Denmark must promote flexible retirement, government bodies urge
DENMARK - Labour market conditions should change in Denmark to promote flexible retirement and encourage more Danes to put off leaving the workforce, two government bodies have said.
According to figures from pensions industry association Forsikring & Pension, in 2009 less than 15% of Danes were working at 66, with just 11% still in work at the age of 67. Both the Welfare Commission and the Labour Market Commission said this situation had to change.
Torben Andersen, chairman of the Welfare Commission, said the country faced a huge demographic challenge as populous generations were replaced in the labour market by sparser ones.
"We haven't found the final answer yet, but there ought to be flexible solutions so that more people delay the pensioner's life," he said, in an F&P newsletter.
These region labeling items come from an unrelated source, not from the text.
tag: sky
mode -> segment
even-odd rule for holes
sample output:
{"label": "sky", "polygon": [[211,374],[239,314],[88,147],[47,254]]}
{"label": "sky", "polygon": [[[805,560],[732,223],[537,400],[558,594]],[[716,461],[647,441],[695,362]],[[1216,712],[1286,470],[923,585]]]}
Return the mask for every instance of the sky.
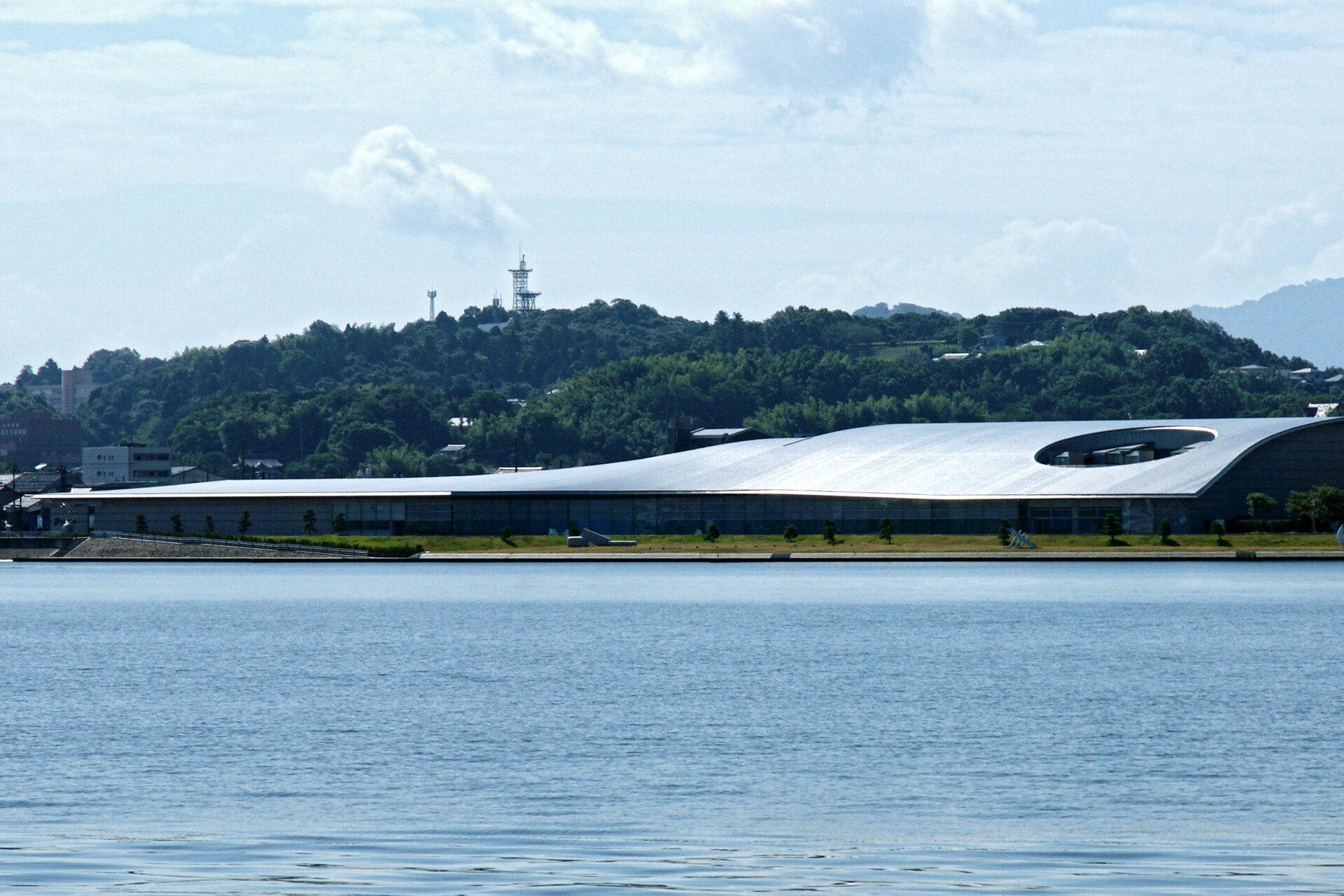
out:
{"label": "sky", "polygon": [[[0,0],[0,377],[508,301],[1344,275],[1344,4]],[[12,371],[12,372],[11,372]]]}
Jørgen Søndergaard, chairman of the Labour Market Commission and managing director of the National Research Centre for Welfare, said the retirement model had to be changed for the sake of both the social economy and the individual citizen.
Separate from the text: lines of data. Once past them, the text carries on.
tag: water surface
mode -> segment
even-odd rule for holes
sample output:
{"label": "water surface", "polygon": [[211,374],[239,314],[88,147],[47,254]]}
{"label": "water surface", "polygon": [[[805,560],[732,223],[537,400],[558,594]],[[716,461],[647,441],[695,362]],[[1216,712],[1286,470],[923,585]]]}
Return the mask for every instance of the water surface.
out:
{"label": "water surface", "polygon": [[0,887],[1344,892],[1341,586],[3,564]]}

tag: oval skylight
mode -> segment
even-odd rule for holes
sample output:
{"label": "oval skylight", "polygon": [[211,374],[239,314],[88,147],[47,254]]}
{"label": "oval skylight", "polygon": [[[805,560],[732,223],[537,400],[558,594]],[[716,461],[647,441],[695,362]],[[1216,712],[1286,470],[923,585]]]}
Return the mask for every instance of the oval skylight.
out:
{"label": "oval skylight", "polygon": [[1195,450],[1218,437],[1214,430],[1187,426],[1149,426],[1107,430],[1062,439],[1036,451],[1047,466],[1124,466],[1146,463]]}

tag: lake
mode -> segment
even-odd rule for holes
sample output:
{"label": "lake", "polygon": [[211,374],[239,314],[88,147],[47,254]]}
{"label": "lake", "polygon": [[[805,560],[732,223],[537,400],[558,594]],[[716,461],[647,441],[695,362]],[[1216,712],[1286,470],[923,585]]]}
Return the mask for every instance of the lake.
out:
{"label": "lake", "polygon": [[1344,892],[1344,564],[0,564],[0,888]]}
"Today it is to a large degree self-employed and university people - people who have a lot of individual control and flexibility in their jobs - who retire above the official ages for retirement," Søndergaard said.
"We need to organise the labour market so many more people have this opportunity," he said.
Labour market pensions administrator Unipension said it was already possible under the terms of its pension product for members to phase their retirement by taking a partial pension.
"We expect to see a continued increase in the number of members on partial pension in the future," said Kenneth Petersen, head of membership at Unipension. "More and more members are showing an interest in the scheme, and our advisers are increasingly giving advice on the partial pension."
He also predicted there would be a more general interest in flexible retirement schemes in Denmark.
"We have recently seen other pension funds offering similar flexible products, presumably recognising that this is the direction members want to go," he said.